Personal information
- Full name: Christopher Robert Wellesley Grant
- Born: 19 December 1935 Lincoln, Lincolnshire, England
- Died: 22 October 2017 (aged 81) Newark-on-Trent, Nottinghamshire, England
- Batting: Left-handed

Domestic team information
- 1968: Nottinghamshire

Career statistics
| Competition | First-class | List A |
| Matches | 3 | 1 |
| Runs scored | 125 | 2 |
| Batting average | 20.83 | – |
| 100s/50s | –/– | –/– |
| Top score | 48 | 2* |
| Balls bowled | – | – |
| Wickets | – | – |
| Bowling average | – | – |
| 5 wickets in innings | – | – |
| 10 wickets in match | – | – |
| Best bowling | – | – |
| Catches/stumpings | –/– | –/– |
- Source: Cricinfo, 3 May 2014

= Christopher Grant (cricketer) =

English cricketer

Christopher Robert Wellesley Grant (19 December 1935 – 22 October 2017) was an English cricketer active in the late 1960s. Born at Lincoln, Lincolnshire, Grant was a left-handed batsman. He died at Newark-on-Trent, Nottinghamshire.

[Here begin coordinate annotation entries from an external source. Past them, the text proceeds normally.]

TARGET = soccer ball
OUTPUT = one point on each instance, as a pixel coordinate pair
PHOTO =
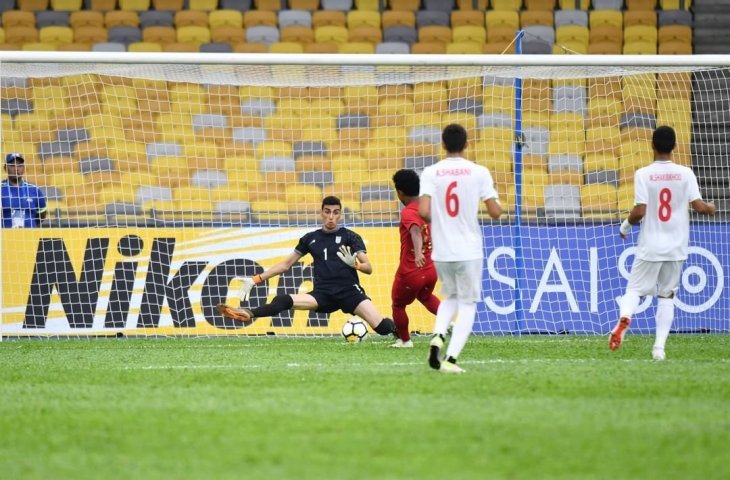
(354, 330)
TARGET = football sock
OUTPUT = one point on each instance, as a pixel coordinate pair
(431, 303)
(445, 313)
(462, 328)
(629, 303)
(664, 319)
(386, 327)
(401, 321)
(278, 304)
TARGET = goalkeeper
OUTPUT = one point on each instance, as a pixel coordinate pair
(339, 254)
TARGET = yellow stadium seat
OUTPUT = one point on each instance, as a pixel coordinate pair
(193, 34)
(640, 48)
(331, 34)
(66, 5)
(467, 17)
(120, 18)
(360, 18)
(395, 18)
(512, 5)
(184, 18)
(540, 5)
(574, 4)
(642, 5)
(134, 5)
(56, 35)
(220, 18)
(206, 5)
(675, 4)
(469, 33)
(536, 17)
(502, 18)
(322, 18)
(640, 17)
(365, 34)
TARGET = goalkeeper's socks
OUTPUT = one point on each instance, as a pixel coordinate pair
(386, 327)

Grant made his debut in first-class cricket for Nottinghamshire against Derbyshire in the 1968 County Championship, with him making two further first-class appearances in 1968 against the touring Australians and Sussex. He scored 125 runs in his three matches, top-scoring with 48. He also made a single appearance in List A cricket in 1968, against Worcestershire in the Gillette Cup.